Most cognitive tasks require many different abilities. Taking a spelling test, for example, requires visual perception, sequencing and memory, auditory processing and memory, fine motor abilities and visual motor integrative abilities. Neuro-psychological testing can accurately pinpoint the specific area or areas of difficulty, while educational remediation can help individuals to develop compensatory strategies. Thus, someone with poor visual but good auditory memory can be taught to mediate verbally what he or she sees “talk to themselves” in a sense in order to receive the information through their auditory channels.

ADHD is a disorder characterized primarily by inattention, impulsiveness and hyperactivity, while the disorder without hyperactivity is currently referred to as Attention Deficit Disorder (ADD). Adults with ADHD usually exhibit a long history of the following symptoms in varying combination: impulsivity, perseveration, disorganization, explosiveness, occupational dysfunction, as well as chaotic interpersonal relationships and dangerous stimulus-seeking behaviors. Subtler forms of ADHD, predominantly seen in female patients, include disorganization and a chronic tendency to daydream (which impedes occupational success), as well as social awkwardness, inhibition and restlessness that may mask an inability to focus on or stay in relationships. On PET scans of people with ADHD, brain activity appears abnormally diffuse during the performance of focused tasks, while blood-flow studies show decreased blood supply and decreased metabolism in areas of the brain responsible for selective attention, inhibition of emotional overresponsiveness, and overactive behavior.

Scientists hypothesize that the underlying cause of ADHD/ADD is a biochemical inability of the central nervous system to produce enough dopamine and norepinephrine, neurotransmitters required for intellectually demanding situations like studying. Psychostimulant medications normalize neutophysiological functioning either by increasing the concentration of dopamine and norepinephrine at the junction between neurons or stimulating the ability of the receptor neuron to receive these.
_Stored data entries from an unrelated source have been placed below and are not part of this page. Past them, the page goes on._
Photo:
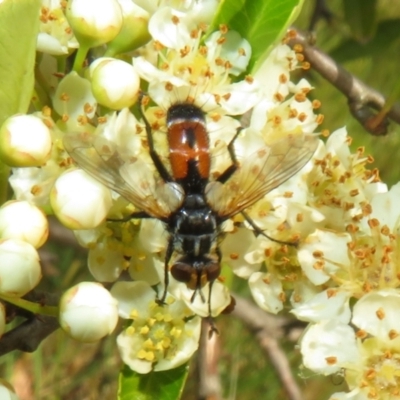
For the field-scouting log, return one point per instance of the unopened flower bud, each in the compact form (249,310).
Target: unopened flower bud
(134,32)
(79,201)
(115,83)
(88,312)
(19,267)
(24,221)
(25,141)
(94,22)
Silver suggests that 20 to 25 percent of children and adolescents with ID also have some form of ADHD, while children with ADHD have a 50 to 80 percent probability of having a learning disability. Learning disabilities do not go away, although the development of compensatory strategies can minimize their interference in functioning. It is estimated that between 30 to 70 percent of children with ADHD will continue to have at least some symptoms into adulthood.